Bred krəst ˈbəb(ə)l n.
Tiny, gas-filled beads of volcanic ash with a scaly surface.
Scientists have identified a new type of volcanic ash that erupted from a volcano in central Oregon roughly 7 million years ago. The particles are similar to larger bread-crust bombs, which form as gases trapped inside globs of lava expand, cracking the bombs’ tough exterior. Bread-crust bubbles, each no more than a millimeter wide, have a distinctly crackled surface that can reveal secrets about how volcanoes erupt, researchers reported November 4 at the Geological Society of America annual meeting in Indianapolis.

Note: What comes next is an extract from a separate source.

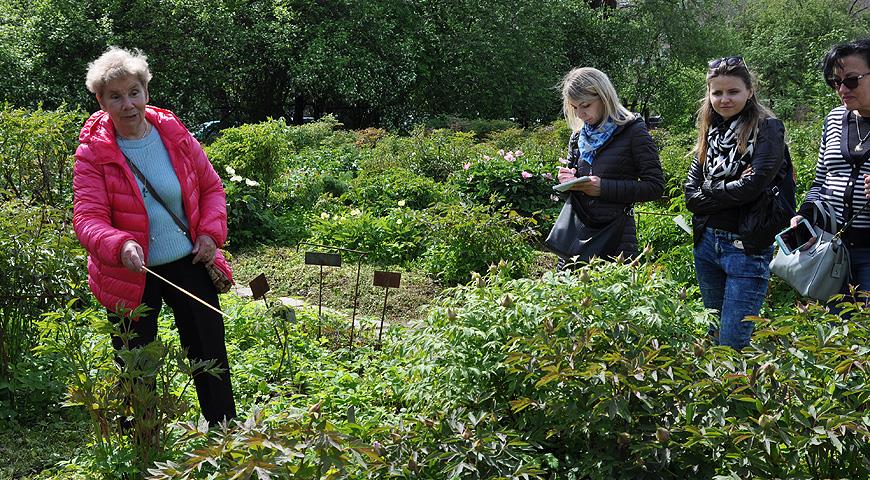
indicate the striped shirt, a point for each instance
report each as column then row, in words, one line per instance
column 839, row 179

The researchers had been sifting through other types of volcanic ash in the lab when they spotted the strange ash formations. Viewing the bits of ash through a scanning electron microscope revealed their crusty texture, indicating the gas bubbles expanded rapidly on their way up to Earth’s surface, but did not pop. Analysis of the texture also indicated the bubbles’ depth when they first exploded in the foamy magma. In the case of the Oregon sample, says volcanologist Ben Andrews of the Smithsonian Institution in Washington D.C., the frothy ash formed roughly 500 to 2,000 meters deep — a short distance, geologically — and erupted from the volcano at a rate of about 30 to 80 meters per second.

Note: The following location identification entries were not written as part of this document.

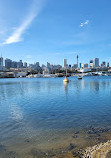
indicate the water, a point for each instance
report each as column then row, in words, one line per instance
column 39, row 114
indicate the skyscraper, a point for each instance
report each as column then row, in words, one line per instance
column 1, row 61
column 91, row 64
column 96, row 62
column 77, row 60
column 64, row 62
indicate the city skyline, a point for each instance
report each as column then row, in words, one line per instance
column 95, row 62
column 55, row 30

Newfound volcanic ash is like a mini-me version of bread-crust bombs, which get their name from having a cracked surface that can resemble a loaf of bread. Bread-crust bombs form as gases trapped within a glob of hard-shelled lava expand. This one, about 15 centimeters in diameter, erupted from Mount St. Helens in Washington.

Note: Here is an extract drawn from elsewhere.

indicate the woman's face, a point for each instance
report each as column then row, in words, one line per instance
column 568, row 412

“Where magmas are sitting before they erupt and how fast they erupt — that gives us an idea how to forecast future eruptions,” says Andrews, who discovered the spherical ash particles along with volcanologist Steve Quane of Quest University in British Columbia. The team is now collaborating with another group of researchers to study bread-crust bubbles collected from Laguna del Maule volcano in Chile.